I have often wondered if these were memories from an incarnation as one who died at the stake.
Posted by: person | December 28, 2006 at 11:52 AM
Belief in something due to purely anecdotal evidence is a common error made by uncritical thinkers. Also, your statement that you never believed in it before because it "never appealed" to you is also very telling. Whether or not an idea appeals to you, its credulousness should rest solely on the evidence that supports it.
And anecdotes, such as the story relayed in this post, don't count as compelling evidence.
Can you imagine if our justice system worked in this manner? Relying entirely on eye witness testimony and ignoring all other evidence? Witnesses lie, they forget, they make stuff up to fill in the blanks (sometimes unknowingly--by allowing their own prejudices and biases to creep into their memories).

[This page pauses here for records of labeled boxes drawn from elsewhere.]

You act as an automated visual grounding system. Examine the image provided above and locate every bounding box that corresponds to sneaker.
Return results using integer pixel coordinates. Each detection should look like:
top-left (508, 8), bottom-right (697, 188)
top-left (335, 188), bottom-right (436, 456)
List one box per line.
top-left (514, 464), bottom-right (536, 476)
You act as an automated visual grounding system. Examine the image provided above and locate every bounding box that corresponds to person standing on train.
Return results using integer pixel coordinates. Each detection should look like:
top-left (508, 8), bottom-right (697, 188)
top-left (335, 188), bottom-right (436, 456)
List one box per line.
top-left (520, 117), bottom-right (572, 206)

Anecdotes may be what sparks your interest in a subject, and indicates that perhaps further investigation, controlled studies, and experimentation are in order... but they shouldn't be what you entirely base your beliefs and convictions on. To say that reincarnation is real based entirely on anecdotal evidence is intellectually criminal.
Posted by: Rudis | January 05, 2007 at 03:52 PM
>To say that reincarnation is real based entirely on anecdotal evidence is intellectually criminal.

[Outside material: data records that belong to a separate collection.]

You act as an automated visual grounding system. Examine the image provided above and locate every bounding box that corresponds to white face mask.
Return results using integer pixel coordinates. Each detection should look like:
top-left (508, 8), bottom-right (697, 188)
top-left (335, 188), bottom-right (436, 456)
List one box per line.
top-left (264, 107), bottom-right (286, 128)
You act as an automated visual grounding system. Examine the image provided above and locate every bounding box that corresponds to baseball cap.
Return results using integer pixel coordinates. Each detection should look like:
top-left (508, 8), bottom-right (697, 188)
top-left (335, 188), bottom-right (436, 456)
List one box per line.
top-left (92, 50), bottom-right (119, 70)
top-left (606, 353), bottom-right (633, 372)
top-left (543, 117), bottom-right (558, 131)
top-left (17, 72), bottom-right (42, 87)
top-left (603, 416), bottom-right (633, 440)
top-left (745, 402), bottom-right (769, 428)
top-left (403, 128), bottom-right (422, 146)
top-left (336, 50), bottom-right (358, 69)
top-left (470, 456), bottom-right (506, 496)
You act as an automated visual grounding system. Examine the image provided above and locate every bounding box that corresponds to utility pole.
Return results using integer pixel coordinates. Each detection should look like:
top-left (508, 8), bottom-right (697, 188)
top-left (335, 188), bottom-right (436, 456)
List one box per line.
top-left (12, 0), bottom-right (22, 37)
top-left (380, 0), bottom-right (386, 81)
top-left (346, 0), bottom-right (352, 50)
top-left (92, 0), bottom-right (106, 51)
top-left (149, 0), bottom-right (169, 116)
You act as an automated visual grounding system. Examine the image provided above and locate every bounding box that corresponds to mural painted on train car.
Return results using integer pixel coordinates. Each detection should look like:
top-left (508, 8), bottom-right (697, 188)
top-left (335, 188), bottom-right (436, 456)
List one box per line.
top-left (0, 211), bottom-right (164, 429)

Bowman's cases are no more "anecdotal" than any other psychological case histories.
>Can you imagine if our justice system worked in this manner? Relying entirely on eye witness testimony and ignoring all other evidence?
Unfortunately, it's the skeptics who ignore all other evidence.
>your statement that you never believed in it before because it "never appealed" to you is also very telling.
What it tells you is that I try to be open about my biases.